Study finds transcriptional biomarker for Huntington's disease

October 3, 2011 in Medical research

Huntington's disease, a devastating genetic disorder that causes degeneration of nerve cells in the brain, affects more than 15,000 Americans, and at least 150,000 are at risk of developing the disease. There is no known cure or treatment for the disease -- which starts with changes in mood, judgment, memory, and other cognitive functions and inevitably leads to increasing physical disability, dementia and death. In a new research paper published in the Proceedings of the National Academy of Sciences early edition online, researchers identify a transcriptional biomarker that may assist in the monitoring of disease activity and in the evaluation of new medications.

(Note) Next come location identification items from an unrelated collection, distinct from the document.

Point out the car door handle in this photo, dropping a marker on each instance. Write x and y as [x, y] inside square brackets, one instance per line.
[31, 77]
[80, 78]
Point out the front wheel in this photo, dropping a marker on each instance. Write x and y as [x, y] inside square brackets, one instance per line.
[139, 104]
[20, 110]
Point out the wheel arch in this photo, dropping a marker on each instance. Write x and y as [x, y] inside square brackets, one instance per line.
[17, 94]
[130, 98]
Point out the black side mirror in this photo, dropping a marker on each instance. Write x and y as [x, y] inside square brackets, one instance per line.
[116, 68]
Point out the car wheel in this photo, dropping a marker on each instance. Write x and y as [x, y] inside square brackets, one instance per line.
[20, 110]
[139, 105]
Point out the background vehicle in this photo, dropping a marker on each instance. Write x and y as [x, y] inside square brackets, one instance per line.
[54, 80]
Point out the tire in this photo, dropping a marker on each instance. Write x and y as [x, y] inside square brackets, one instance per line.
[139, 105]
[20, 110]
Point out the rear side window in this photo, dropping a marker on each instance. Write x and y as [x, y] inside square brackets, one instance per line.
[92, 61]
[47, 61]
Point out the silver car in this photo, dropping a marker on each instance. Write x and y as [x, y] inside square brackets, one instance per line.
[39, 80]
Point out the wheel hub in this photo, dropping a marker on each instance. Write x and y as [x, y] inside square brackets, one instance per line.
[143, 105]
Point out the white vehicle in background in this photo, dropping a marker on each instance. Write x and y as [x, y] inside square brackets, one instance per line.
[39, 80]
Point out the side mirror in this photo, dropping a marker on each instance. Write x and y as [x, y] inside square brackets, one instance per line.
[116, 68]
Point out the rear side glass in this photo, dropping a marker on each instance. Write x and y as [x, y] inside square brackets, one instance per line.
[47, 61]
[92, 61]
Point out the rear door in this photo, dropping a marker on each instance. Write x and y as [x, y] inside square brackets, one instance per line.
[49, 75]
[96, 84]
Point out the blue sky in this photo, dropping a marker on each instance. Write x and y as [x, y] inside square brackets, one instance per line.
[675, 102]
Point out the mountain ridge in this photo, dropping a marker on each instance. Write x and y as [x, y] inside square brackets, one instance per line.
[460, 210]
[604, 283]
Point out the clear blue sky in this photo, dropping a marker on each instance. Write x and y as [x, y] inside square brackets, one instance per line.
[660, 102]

The research, which is a collaboration between the laboratory of Clemens Scherzer, MD, in the Center for Neurologic Diseases at Brigham and Women's Hospital (BWH) and the laboratory of Steven Hersch, MD, Ph.D, at the MassGeneral Institute for Neurodegenerative Disease at Massachusetts General Hospital (MGH), describes the discovery and validation of a blood test that could be used to follow the activity of as well as the response patients might have to neuroprotective treatments.

Researchers analyzed 119 human from both Huntington's disease patients and others. They found that individuals with Huntington's disease overexpressed the gene, H2AFY, in their blood. The overexpression of this gene in both the blood and the brain was validated in blood samples from clinical studies involving 142 participants -- including individuals with HD, some who were genetically destined to develop the disorder, and healthy controls -- and postmortem autopsy samples from 12 individuals (including HD patients). Specifically, the research demonstrates a 1.6-fold over-expression of H2AFY in patients with Huntington's disease.

"We know how to diagnose HD. What we don't have, however, is a simple test to tell us whether the disease is active and progressing or responding to new medications. Such a test would be critical for making clinical trials more efficient. We are excited about the potential of our discovery" said Scherzer, who is also an assistant professor of Neurology at Harvard Medical School. "The next challenge will be to develop this prototype into a test that is useful in drug trials."

To begin to evaluate the potential role H2AFY may play in monitoring the effectiveness of neuroprotective therapies, the researchers conducted experiments using genetic mouse models of Huntington's disease which were also discovered to over express H2AFY. They found that animals receiving the neuroprotective drug sodium phenylbutyrate for two weeks had reduced expression of that gene in key areas of the brain. The investigators also tested human blood samples from a multicenter phase II clinical trial of sodium phenylbutyrate conducted by Dr. Hersch and the Huntington Study Group and found that the expression of H2AFY was diminished in participants who received the drug.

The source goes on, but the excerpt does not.